James White, proprietor of the Shawfield Chemical Works on the Glasgow-Rutherglen Road, bought the lands of Meikle Overtoun from Gabriel Lang of Greenock in 1859. He commissioned the architect James Smith to design a Scots Baronial mansion, after the fashion of Queen Victoria's Balmoral. These mansions and castles were part of a Gothic revival in architecture, drawing on medieval and Renaissance styles, in reaction to the revivalist Neo-classical architecture of the early half of the 19th century.
Smith's daughter Madeleine had just been released from prison after her trial for poisoning her lover Emile L'Angelier with the case not proven. Smith was very shaken by the scandal and died, a young man, in 1863.
The gardens were laid out by Edward Kemp, a foremost landscape designer of the day.
The family money came from White's Chemical Works. These had been opened in the early 19th century and only ceased functioning in 1968. The main product was chrome, but the working conditions were abhorrent, and the ground lies unusable to this day.
James White died in 1884 and his only son John Campbell White took over.
Keir Hardie, the founder of the Labour Party, attacked the Whites for the conditions of slavery they maintained for their workers, while acting philanthropically, particularly in the Dumbarton area where they donated land for the municipal buildings, supported local churches and voluntary organisations. Lord Overtoun, as John Campbell White had become, could only claim that he had never been to his works for such a long time that he was unaware of the conditions he was forcing his workers to suffer.
The original east entrance from Milton was deemed too steep for carriages and in 1895 a new west entrance and lodge were opened, at the foot of Garshake Road, now a foot access to the house.
When Lord Overtoun died in 1908 the estate passed to his sister Fanny's son, John Douglas Campbell White (1871-1940), who was an occasional resident. Just before he died, in 1939, he made the house and grounds over to Dumbarton Burgh Council.

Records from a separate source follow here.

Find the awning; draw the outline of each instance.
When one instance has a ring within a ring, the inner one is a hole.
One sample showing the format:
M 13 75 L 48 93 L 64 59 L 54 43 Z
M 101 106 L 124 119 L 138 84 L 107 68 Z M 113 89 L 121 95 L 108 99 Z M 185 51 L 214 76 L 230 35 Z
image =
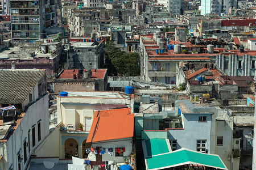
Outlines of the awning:
M 147 170 L 162 169 L 189 164 L 228 169 L 217 155 L 201 153 L 184 148 L 146 158 L 145 163 Z

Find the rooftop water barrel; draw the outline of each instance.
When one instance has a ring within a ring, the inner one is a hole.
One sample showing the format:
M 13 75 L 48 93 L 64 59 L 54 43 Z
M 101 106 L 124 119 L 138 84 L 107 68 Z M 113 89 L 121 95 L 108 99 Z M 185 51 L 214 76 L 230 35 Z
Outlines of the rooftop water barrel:
M 156 39 L 156 44 L 158 45 L 159 45 L 160 44 L 160 42 L 161 42 L 161 41 L 162 41 L 162 39 L 161 38 L 158 38 Z
M 180 53 L 181 52 L 181 46 L 180 44 L 176 44 L 174 45 L 174 53 Z
M 202 81 L 202 76 L 197 76 L 196 77 L 197 79 L 198 80 L 199 84 L 201 84 L 201 82 Z
M 131 86 L 125 87 L 125 94 L 131 94 L 133 91 L 133 87 Z
M 123 165 L 119 167 L 120 170 L 131 170 L 131 167 L 129 165 Z
M 243 53 L 245 51 L 245 47 L 243 46 L 240 46 L 240 53 Z
M 209 63 L 209 68 L 210 69 L 213 69 L 213 62 L 210 62 Z
M 83 69 L 79 69 L 79 75 L 82 75 L 82 72 L 84 72 Z
M 209 53 L 213 53 L 214 51 L 214 45 L 212 44 L 209 44 L 207 45 L 207 51 Z
M 68 96 L 68 93 L 65 91 L 62 91 L 59 93 L 60 96 L 61 97 L 67 97 Z

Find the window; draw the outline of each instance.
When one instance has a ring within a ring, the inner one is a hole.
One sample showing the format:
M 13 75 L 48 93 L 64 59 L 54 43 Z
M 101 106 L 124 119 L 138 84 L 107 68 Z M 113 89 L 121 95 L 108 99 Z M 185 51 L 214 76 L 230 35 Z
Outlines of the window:
M 41 141 L 41 123 L 39 122 L 38 124 L 38 142 Z
M 32 146 L 35 146 L 35 127 L 32 129 Z
M 27 141 L 23 143 L 23 151 L 24 151 L 24 164 L 27 161 Z
M 207 140 L 197 140 L 196 151 L 202 153 L 207 153 L 206 150 Z
M 199 122 L 206 121 L 206 116 L 199 116 L 198 117 L 198 121 Z
M 28 153 L 29 153 L 30 151 L 30 133 L 28 133 Z
M 38 97 L 41 96 L 42 95 L 42 84 L 38 84 Z
M 29 98 L 30 98 L 30 102 L 31 102 L 32 101 L 32 94 L 30 94 Z
M 165 80 L 166 84 L 171 84 L 171 78 L 170 76 L 166 76 Z
M 251 69 L 255 69 L 255 60 L 251 61 Z
M 242 61 L 240 60 L 237 61 L 237 69 L 242 69 Z
M 217 137 L 217 145 L 223 145 L 223 137 Z
M 115 156 L 123 156 L 123 148 L 115 148 Z
M 158 65 L 156 62 L 154 61 L 152 63 L 152 70 L 157 70 L 158 69 Z
M 170 140 L 170 144 L 173 151 L 177 149 L 177 140 Z

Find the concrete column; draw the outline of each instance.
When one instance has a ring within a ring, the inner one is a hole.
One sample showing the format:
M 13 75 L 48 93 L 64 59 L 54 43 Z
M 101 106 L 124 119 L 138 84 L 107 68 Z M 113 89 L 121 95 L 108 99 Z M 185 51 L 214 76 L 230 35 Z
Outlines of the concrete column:
M 254 137 L 256 137 L 256 130 L 255 130 L 255 128 L 256 128 L 255 126 L 255 122 L 256 122 L 256 107 L 255 109 L 254 109 L 254 131 L 253 131 L 253 135 Z M 253 140 L 253 146 L 256 146 L 256 140 Z M 256 169 L 256 147 L 253 147 L 253 169 Z
M 233 76 L 237 75 L 237 55 L 234 56 L 234 75 Z
M 79 158 L 82 158 L 82 146 L 79 145 Z
M 232 63 L 232 57 L 231 57 L 231 55 L 229 55 L 229 74 L 228 74 L 228 75 L 229 76 L 231 76 L 231 72 L 232 71 L 232 69 L 231 69 L 231 67 L 232 67 L 232 66 L 231 66 L 231 63 Z

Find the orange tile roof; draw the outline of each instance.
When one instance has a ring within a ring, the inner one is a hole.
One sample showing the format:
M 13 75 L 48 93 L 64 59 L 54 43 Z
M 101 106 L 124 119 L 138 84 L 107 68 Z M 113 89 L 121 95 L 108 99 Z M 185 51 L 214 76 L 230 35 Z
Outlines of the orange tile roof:
M 79 73 L 79 69 L 65 69 L 60 75 L 59 79 L 73 79 L 73 74 L 77 74 Z M 92 69 L 92 76 L 90 79 L 104 79 L 104 75 L 106 73 L 106 69 Z M 84 73 L 85 70 L 84 69 Z
M 210 60 L 207 57 L 153 57 L 148 60 Z
M 95 112 L 86 143 L 133 137 L 134 115 L 130 108 L 100 110 L 97 114 Z
M 191 78 L 193 78 L 193 76 L 195 76 L 196 75 L 204 72 L 207 70 L 207 68 L 202 68 L 201 69 L 200 69 L 199 70 L 196 71 L 196 72 L 193 73 L 191 74 L 189 74 L 187 77 L 187 79 L 189 80 Z

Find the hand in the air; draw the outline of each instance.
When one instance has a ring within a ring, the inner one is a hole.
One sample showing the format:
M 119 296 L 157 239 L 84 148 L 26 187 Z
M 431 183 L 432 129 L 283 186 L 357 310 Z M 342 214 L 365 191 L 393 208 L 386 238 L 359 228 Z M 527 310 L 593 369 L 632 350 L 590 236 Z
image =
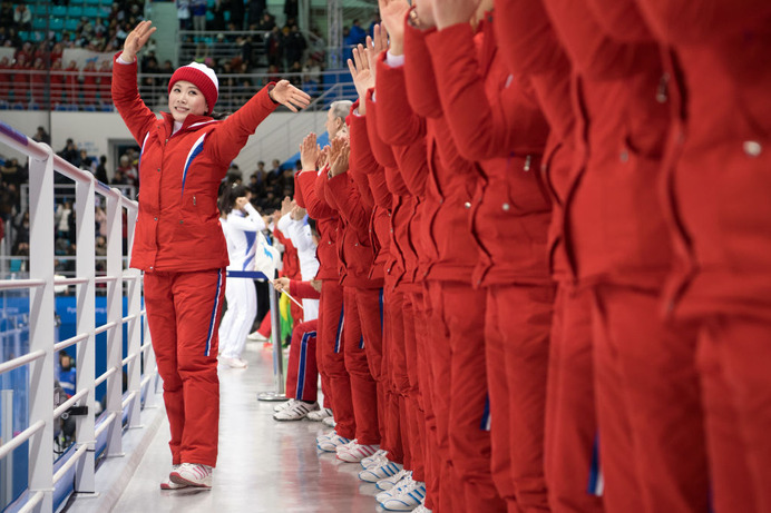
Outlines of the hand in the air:
M 308 92 L 292 86 L 289 80 L 280 80 L 270 95 L 273 101 L 285 106 L 292 112 L 296 112 L 299 109 L 304 109 L 311 105 L 311 97 Z

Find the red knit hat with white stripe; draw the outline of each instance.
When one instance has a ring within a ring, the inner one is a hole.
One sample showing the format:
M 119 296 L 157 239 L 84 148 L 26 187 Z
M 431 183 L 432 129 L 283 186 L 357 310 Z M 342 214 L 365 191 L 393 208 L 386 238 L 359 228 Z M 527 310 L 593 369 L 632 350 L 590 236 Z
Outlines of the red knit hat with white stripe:
M 219 96 L 219 81 L 214 70 L 206 65 L 201 65 L 198 62 L 191 62 L 187 66 L 177 68 L 172 75 L 172 80 L 168 81 L 168 92 L 172 92 L 172 88 L 179 80 L 186 80 L 193 83 L 201 90 L 206 99 L 206 105 L 208 106 L 208 112 L 212 114 L 214 110 L 214 103 L 217 102 L 217 97 Z

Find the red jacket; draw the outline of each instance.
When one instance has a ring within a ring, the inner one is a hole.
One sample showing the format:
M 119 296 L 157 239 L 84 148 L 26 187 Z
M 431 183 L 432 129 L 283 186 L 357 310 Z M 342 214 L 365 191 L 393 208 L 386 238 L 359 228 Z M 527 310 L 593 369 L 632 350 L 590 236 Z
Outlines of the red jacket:
M 564 219 L 572 267 L 583 283 L 660 288 L 672 251 L 657 194 L 668 127 L 658 48 L 614 39 L 584 2 L 545 4 L 576 70 Z
M 427 267 L 420 269 L 416 279 L 470 283 L 480 248 L 469 230 L 466 205 L 472 199 L 478 171 L 455 148 L 422 31 L 406 24 L 404 50 L 403 68 L 378 68 L 377 95 L 382 106 L 378 128 L 386 142 L 398 146 L 410 145 L 423 136 L 422 128 L 426 130 L 426 215 L 419 237 L 424 241 L 421 249 L 428 258 Z M 404 89 L 409 101 L 403 101 Z M 400 170 L 424 172 L 422 167 Z
M 557 39 L 543 2 L 499 0 L 494 17 L 498 51 L 513 73 L 530 78 L 549 122 L 541 170 L 552 196 L 548 256 L 552 275 L 574 278 L 563 244 L 563 206 L 572 182 L 575 116 L 570 103 L 570 61 Z
M 768 319 L 771 3 L 637 3 L 670 45 L 666 205 L 677 256 L 670 308 Z
M 136 62 L 114 62 L 113 77 L 115 106 L 141 145 L 131 267 L 192 272 L 227 266 L 217 188 L 248 136 L 275 109 L 267 87 L 225 121 L 189 115 L 172 135 L 172 115 L 157 119 L 139 98 Z
M 355 288 L 381 288 L 382 268 L 370 278 L 375 256 L 369 236 L 372 205 L 362 200 L 353 174 L 343 172 L 325 182 L 326 197 L 343 220 L 338 239 L 340 284 Z
M 549 129 L 530 82 L 505 66 L 489 16 L 477 36 L 459 23 L 427 42 L 452 139 L 482 175 L 470 204 L 482 248 L 474 284 L 548 283 L 552 204 L 539 169 Z
M 308 215 L 316 220 L 319 231 L 319 246 L 316 257 L 319 258 L 319 272 L 316 279 L 340 279 L 338 260 L 338 216 L 336 211 L 330 208 L 316 195 L 315 181 L 320 174 L 326 174 L 326 169 L 320 172 L 303 170 L 294 176 L 294 197 L 297 205 L 308 210 Z M 301 204 L 302 201 L 302 204 Z
M 290 294 L 295 299 L 320 299 L 321 293 L 316 292 L 310 282 L 290 280 Z
M 379 161 L 386 175 L 386 186 L 392 196 L 390 216 L 390 236 L 392 263 L 387 265 L 386 273 L 397 279 L 394 286 L 401 283 L 413 283 L 419 268 L 418 250 L 420 246 L 418 234 L 422 219 L 420 198 L 426 191 L 426 176 L 428 170 L 411 174 L 402 174 L 400 165 L 417 168 L 426 165 L 426 139 L 418 138 L 410 147 L 391 147 L 383 142 L 378 132 L 378 107 L 372 100 L 374 89 L 367 95 L 367 135 L 369 148 Z M 412 149 L 411 149 L 412 148 Z M 394 155 L 399 155 L 399 158 Z M 414 157 L 411 161 L 409 157 Z M 410 189 L 404 181 L 404 176 L 413 177 Z

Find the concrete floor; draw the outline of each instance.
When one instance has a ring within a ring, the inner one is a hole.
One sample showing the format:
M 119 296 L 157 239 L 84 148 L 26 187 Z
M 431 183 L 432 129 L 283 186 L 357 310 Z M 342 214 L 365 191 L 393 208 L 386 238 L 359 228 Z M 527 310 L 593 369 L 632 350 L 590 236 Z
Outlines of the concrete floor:
M 271 351 L 264 349 L 262 343 L 248 343 L 244 352 L 248 368 L 219 367 L 219 456 L 211 491 L 159 490 L 170 468 L 168 422 L 164 415 L 113 511 L 382 511 L 374 501 L 374 485 L 359 481 L 359 464 L 343 463 L 333 453 L 318 451 L 315 436 L 325 426 L 310 421 L 275 422 L 275 403 L 257 402 L 258 392 L 273 389 L 271 357 Z M 75 503 L 79 507 L 72 511 L 89 510 L 88 500 Z

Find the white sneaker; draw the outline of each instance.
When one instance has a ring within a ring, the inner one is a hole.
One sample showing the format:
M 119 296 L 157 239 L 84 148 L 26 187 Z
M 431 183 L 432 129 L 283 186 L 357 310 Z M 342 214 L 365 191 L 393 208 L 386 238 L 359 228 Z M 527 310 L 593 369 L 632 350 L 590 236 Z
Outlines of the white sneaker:
M 287 401 L 284 401 L 283 403 L 279 403 L 275 406 L 273 406 L 273 411 L 274 412 L 281 412 L 282 410 L 292 406 L 292 403 L 294 403 L 294 401 L 295 399 L 287 399 Z
M 391 495 L 380 505 L 388 511 L 413 511 L 426 499 L 426 484 L 413 481 L 411 485 L 401 490 L 401 493 Z
M 248 367 L 248 363 L 246 363 L 245 359 L 241 358 L 228 358 L 228 357 L 221 357 L 219 362 L 223 365 L 227 365 L 231 368 L 246 368 Z
M 250 333 L 248 336 L 246 336 L 246 339 L 252 341 L 252 342 L 267 342 L 269 341 L 269 338 L 260 332 Z
M 196 486 L 199 489 L 212 487 L 212 467 L 198 463 L 183 463 L 177 470 L 172 471 L 168 479 L 176 484 Z
M 275 421 L 302 421 L 309 412 L 316 410 L 319 403 L 308 404 L 302 401 L 294 401 L 291 406 L 273 414 Z
M 350 442 L 350 440 L 343 438 L 342 436 L 340 436 L 339 434 L 335 433 L 334 436 L 331 436 L 326 440 L 322 440 L 321 442 L 319 442 L 319 444 L 316 446 L 324 452 L 334 453 L 334 452 L 336 452 L 336 450 L 340 445 L 344 445 L 349 442 Z
M 389 462 L 388 460 L 381 461 L 384 461 L 382 465 L 370 466 L 359 472 L 359 479 L 368 483 L 377 483 L 380 480 L 397 475 L 402 470 L 402 466 L 398 463 Z
M 414 481 L 412 481 L 412 472 L 407 471 L 404 473 L 404 476 L 401 479 L 401 481 L 399 481 L 399 483 L 396 486 L 393 486 L 391 490 L 387 490 L 386 492 L 380 492 L 374 497 L 378 502 L 383 502 L 387 499 L 401 495 L 404 492 L 404 490 L 412 487 Z
M 179 468 L 179 465 L 172 465 L 172 472 L 175 472 L 177 468 Z M 170 475 L 170 472 L 169 472 Z M 160 482 L 160 490 L 180 490 L 180 489 L 186 489 L 188 485 L 186 484 L 177 484 L 174 481 L 172 481 L 170 477 L 166 477 L 166 481 Z
M 400 470 L 396 474 L 393 474 L 390 477 L 383 477 L 382 480 L 378 481 L 378 483 L 374 485 L 375 489 L 380 490 L 381 492 L 387 492 L 389 490 L 393 490 L 394 487 L 398 487 L 403 480 L 407 477 L 411 479 L 412 472 L 406 471 L 404 468 Z
M 333 436 L 336 436 L 338 432 L 332 430 L 329 433 L 324 433 L 322 435 L 316 436 L 316 445 L 319 445 L 321 442 L 328 441 Z
M 363 445 L 355 440 L 353 442 L 353 445 L 338 447 L 338 460 L 347 463 L 359 463 L 363 458 L 373 455 L 380 448 L 380 445 L 377 444 Z
M 332 416 L 332 410 L 331 408 L 321 408 L 321 410 L 316 410 L 315 412 L 309 413 L 306 418 L 309 421 L 313 421 L 313 422 L 321 422 L 324 418 L 331 417 L 331 416 Z
M 383 457 L 387 457 L 387 455 L 388 455 L 388 451 L 384 451 L 384 450 L 382 450 L 382 448 L 379 448 L 377 453 L 374 453 L 374 454 L 371 455 L 371 456 L 367 456 L 365 458 L 363 458 L 363 460 L 362 460 L 361 462 L 359 462 L 359 463 L 361 463 L 361 467 L 362 467 L 362 468 L 369 468 L 372 464 L 374 464 L 375 461 L 377 461 L 378 463 L 380 463 L 380 460 L 383 458 Z

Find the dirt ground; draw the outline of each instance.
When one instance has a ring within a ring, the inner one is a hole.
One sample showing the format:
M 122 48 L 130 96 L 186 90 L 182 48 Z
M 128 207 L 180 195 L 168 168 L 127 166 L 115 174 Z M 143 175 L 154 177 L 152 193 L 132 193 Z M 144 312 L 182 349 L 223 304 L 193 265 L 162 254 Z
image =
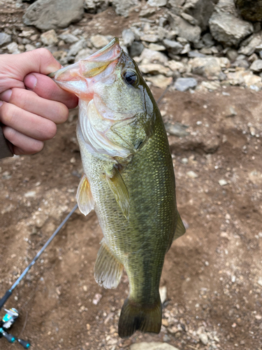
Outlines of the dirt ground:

During World War II the house was used as a convalescent home for both locals and injured army personnel, and the remains of an army camp are on the right at the top of the Milton entrance.
After the War the house was converted into a maternity hospital, opening in April 1948 with 25 beds in nine wards. Many mothers remember seeing the sight of angels painted in the frescoes on the ceilings, believing themselves for a minute in heaven. It and Braeholm in Helensburgh served the maternity needs of the district until the Vale of Leven Hospital maternity unit opened in September 1970 with 80 beds.
In 1975 the house was reopened for the Quality of Life Experiment, Dumbarton District having been chosen as the Scottish area to receive funding to bring in culture of all sorts to help improve people's quality of life.
In 1976 the house passed to the Spire Christian Fellowship with the aims of spiritual education, leisure activities and cultural projects. In 1980 the nature trail was opened, and throughout the 80s Youth With a Mission occupied the house. It served as Craiglockart Hospital, Edinburgh, for the World War I film Regeneration, released in 1997.
In 2000 Scot nursing and Pastor Bob Hill's Christian Centre for Hope and Healing put in bids for the house, and the more secure financial backing of the latter won, offering youth activities, supported accommodation for women, bed and breakfast, nature trails and open access to the house.